Richard Jonah Meyer was born in Brooklyn, New York on February 15, 1933. As a child, Meyer was strongly influenced by his grandfather, an immigrant from Lithuania who worked his way up to become a successful businessman in the carpet/textiles industry. His grandfather instilled in him a "fascination with the idea of democracy," which led Meyer to study political science and American colonial history at Stanford University. While in college, Meyer became involved with the university radio station. After his graduation in 1954, Meyer entered Stanford's Master's program in Radio, TV, and Drama. During this time, he worked as a production assistant intern at KQED in San Francisco and for his grandfather's business. In 1956, Meyer was drafted into the U.S. Army. After two years of service, he returned to Stanford to complete his M.A.

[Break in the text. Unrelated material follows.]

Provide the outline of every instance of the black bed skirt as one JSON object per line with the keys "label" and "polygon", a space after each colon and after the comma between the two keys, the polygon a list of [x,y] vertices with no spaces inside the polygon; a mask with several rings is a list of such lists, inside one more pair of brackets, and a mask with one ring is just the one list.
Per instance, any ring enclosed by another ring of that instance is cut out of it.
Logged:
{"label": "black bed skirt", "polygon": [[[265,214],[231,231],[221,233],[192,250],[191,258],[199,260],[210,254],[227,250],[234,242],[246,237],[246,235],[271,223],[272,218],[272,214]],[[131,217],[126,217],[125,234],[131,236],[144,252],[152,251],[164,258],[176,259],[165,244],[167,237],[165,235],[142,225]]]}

In 1960, Meyer took a job producing educational television programs for a commercial station in Wichita, Kansas. In 1964, Meyer moved to New York City to pursue a Ph.D. in communications at New York University under Charles Siepmann, a founder of the British Broadcasting Company. Meyer completed his doctoral work in 1967, his doctoral dissertation entitled The Development of Educational Television Councils in New York State.
While working on his Ph.D., Meyer took on several temporary assignments. He worked on the media side of Robert F. Kennedy's 1964 Senate campaign and as a TV consultant to the Great Neck Public Schools System.
In 1965, a unique opportunity opened for Meyer. The New York City Board of Education (NYCBE) had recently announced that it was severing its ties to New York Channel 13 (WNDT) and starting its own educational channel. The NYCBE took all available funds with it, leaving WNDT practically bankrupt. Meyer received an offer from WNDT to organize the remaining suburban school subscribers into a viable school television service. Meyer took the job, organizing the suburban schools into a loose affiliation, and obtaining state aid from Albany. Meyer did a variety of jobs while at WNDT, working as manager of utilization, then as director of the school televisions service, and later as a producer. In 1970, following a merger with National Educational Television (NET), Meyer became vice president of the education division of the newly consolidated station WNET.
In 1972, Meyer was offered a job as manager of one of the oldest public television stations in the U.S., KCTS (channel 9) in Seattle. At KCTS, Meyer found a station whose facilities were designed for radio rather than television, whose outdated equipment and budget had not changed in seventeen years. Meyer quickly secured a grant from the Department of Health, Education, and Welfare for equipment. He recruited Hope Green from WGBH in Boston as a fund raising consultant, and began raising money through membership drives. Within three years, KCTS had a budget of more than a million dollars.
Meyer's philosophy of public television insisted that it serve the broadest community and that "resources which belong to the people should be serving the people." In Seattle, Meyer sought to make KCTS's advisory board more representative of the community by adding new members. Meyer also reassigned instructional program staff to public affairs projects and started telephone hookups with the viewing audience.
Meyer accepted a position as general manager of KERA-TV/FM in Dallas in 1982, a position he held until 1996. Besides his work at KERA, Meyer was an adjunct professor at the University of North Texas and the University of Texas at Dallas where he taught courses in film and broadcasting.
Meyer has contributed chapters to many books and produced articles for several major journals. Between 1979 and 1984, he served on the Public Broadcasting Service Board of Directors. He has also served as a television and education consultant for many organizations and several foreign countries.